If you’ve never had a headshot taken before, or are still relatively new to the process, there is a tendency to want to ‘obey’ the photographer, or wait for the photographer’s instructions. This presents as wide, surprised or frightened looking eyes, tight cords in the neck and stuff posing that doesn’t change between shots.

Remember that you are the star of this show and you set the tone. When you walk into the studio, you should already have practiced your expressions and angles in front of a mirror and be ready to go to work.

  • If you’rean actor, rather than the photographer telling you what roles you’re good for, you should be telling the photographer what roles you’re going for.
  • If you’re a model, then be prepared to practice a range of expressions, keeping in mind that some smiles are necessary. Print is dead and the ‘sad’ or overly serious expressions you see on the runway or in old magazines have little benefit in modern advertising. Instead, commercial modeling (eCommerce) is currently very popular and overlaps with traditional acting quite a bit. So a warm, authentic smile is critical for some of the images.
  • If you’re a professional, like a business owner, doctor, attorney, chef, etc – know the image that you want to present to your clients and/or your team. Do you want to present as wisened and stoic, or down to Earth and engaging. If you’re an author or a film director, what image would you like to present to your redership or viewers? I always felt that author Stephen King took great headshots that reflected his writing style: Intelligent and kind, but with a hint of mystery and intrigue, as if you never know what’s coming next.

After your session, we’ll review the images and see what we have. The operative work is ‘after’ the session. If you look at the screen every three shots, you may psych yourself out and you won’t give yourself a chance to get into a rhythm. You may also lose confidence in yourself and in your photographer. Remember that each image is a microcosm of the shoot as a whole and you should look at the whole shoot before passing judgment on how well you did.

During the image review, if you think we need a couple more images taken or you want to try something different, this is the time to speak up.
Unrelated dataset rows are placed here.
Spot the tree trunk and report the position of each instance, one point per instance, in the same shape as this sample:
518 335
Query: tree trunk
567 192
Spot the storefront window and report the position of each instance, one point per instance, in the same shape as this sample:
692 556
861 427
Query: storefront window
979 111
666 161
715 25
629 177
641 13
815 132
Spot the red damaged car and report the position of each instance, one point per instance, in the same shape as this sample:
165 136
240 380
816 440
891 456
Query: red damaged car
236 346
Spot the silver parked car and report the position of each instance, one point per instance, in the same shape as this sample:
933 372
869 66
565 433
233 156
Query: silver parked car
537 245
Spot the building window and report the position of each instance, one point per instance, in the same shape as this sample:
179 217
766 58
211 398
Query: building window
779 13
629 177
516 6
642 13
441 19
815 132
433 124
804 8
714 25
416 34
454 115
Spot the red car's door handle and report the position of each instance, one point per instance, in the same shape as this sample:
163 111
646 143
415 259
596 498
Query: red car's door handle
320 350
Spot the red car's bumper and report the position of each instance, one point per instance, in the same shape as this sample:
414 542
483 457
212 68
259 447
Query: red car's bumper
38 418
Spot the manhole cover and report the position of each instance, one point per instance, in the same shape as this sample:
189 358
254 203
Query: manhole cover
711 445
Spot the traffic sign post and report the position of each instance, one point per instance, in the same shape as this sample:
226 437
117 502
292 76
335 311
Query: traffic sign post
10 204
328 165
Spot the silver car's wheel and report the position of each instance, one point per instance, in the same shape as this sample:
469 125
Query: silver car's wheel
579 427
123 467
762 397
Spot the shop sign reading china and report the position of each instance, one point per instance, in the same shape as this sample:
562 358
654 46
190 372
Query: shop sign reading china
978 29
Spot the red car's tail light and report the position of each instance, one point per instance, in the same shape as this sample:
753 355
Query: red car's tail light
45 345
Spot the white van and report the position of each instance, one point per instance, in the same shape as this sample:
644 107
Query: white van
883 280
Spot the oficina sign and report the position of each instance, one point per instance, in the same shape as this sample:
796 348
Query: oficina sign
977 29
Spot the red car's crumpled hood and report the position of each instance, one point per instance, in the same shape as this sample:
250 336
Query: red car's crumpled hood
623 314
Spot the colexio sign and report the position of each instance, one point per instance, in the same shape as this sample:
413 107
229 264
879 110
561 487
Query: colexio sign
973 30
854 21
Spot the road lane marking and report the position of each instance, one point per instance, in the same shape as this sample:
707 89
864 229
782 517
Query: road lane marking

If you’re reviewing the images without saying a word, or you have a disapproving expression and you go ‘hmmmm’, instead say something like “can we grab a couple more quick ones?” Or if you’re not feeling the magic, consider sleeping on it and having a look the next day, or perhaps you weren’t into your zone that day and need to rebook a different date. We’re all human and your headshots are so important to your careers that I’d rather have a quick pow wow than see you walk away disappointed.